Icahn used to be called the corporate raider. He’d come into the company by purchasing a large number of shares of a public company. This allows him to have controlling positions in companies. He will then force the company to change rules, or break it up, drove some into debt, and helped rebuild others. As a result, the stock price might go up. Then he’d cash out.

By doing this, he was able to generate over 20% a year. Icahn has $18 Billion to manage. 20% of that is a considerable amount of returns.

Carl Icahn had a degree in philosophy at Princeton and 3 years of medical school before he turned to Wall Street and became a broker for two different companies.

You can look at options as insurance policies to stocks. Icahn was like an insurance salesperson at that time. He’d call up rich people and pitch options contract to them. He’d made a commission from that. Since he pick options that actually would benefit his clients. He received a huge amount of orders.

He made so much money from doing this. In 1968, Icahn established his own brokerage firm, named Icahn & Co.

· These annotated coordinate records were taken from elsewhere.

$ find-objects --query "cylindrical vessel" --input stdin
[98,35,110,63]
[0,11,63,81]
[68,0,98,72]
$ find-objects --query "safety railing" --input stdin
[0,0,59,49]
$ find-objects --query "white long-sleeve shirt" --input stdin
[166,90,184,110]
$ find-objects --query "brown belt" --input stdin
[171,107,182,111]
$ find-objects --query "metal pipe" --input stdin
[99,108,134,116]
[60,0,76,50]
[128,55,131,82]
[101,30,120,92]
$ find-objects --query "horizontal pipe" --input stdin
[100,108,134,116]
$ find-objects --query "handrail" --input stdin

Icahn & Co is still a brokerage company that purchases and sells securities on behalf of their clients. But on the side, Icahn started using his profits to invest in other companies.

From the 70s to the 80s, there was a huge market growth. Although there is no record of how much money the company actually made during that period but by early 1980, Icahn was able to fully take over an airline with $469 million.

He turned the company around and made a huge profit. He just uncovered a secret to make money. He realizes that when he threatened to take over companies such as Marshall Field and Phillips Petroleum, these firms repurchased their shares at a premium to remove the threat. This is called green-mailing today.

Corporate raiding, huge in the 1980s, had certain notoriety. Raiders became hugely rich by increasing the value share of these companies through their interference.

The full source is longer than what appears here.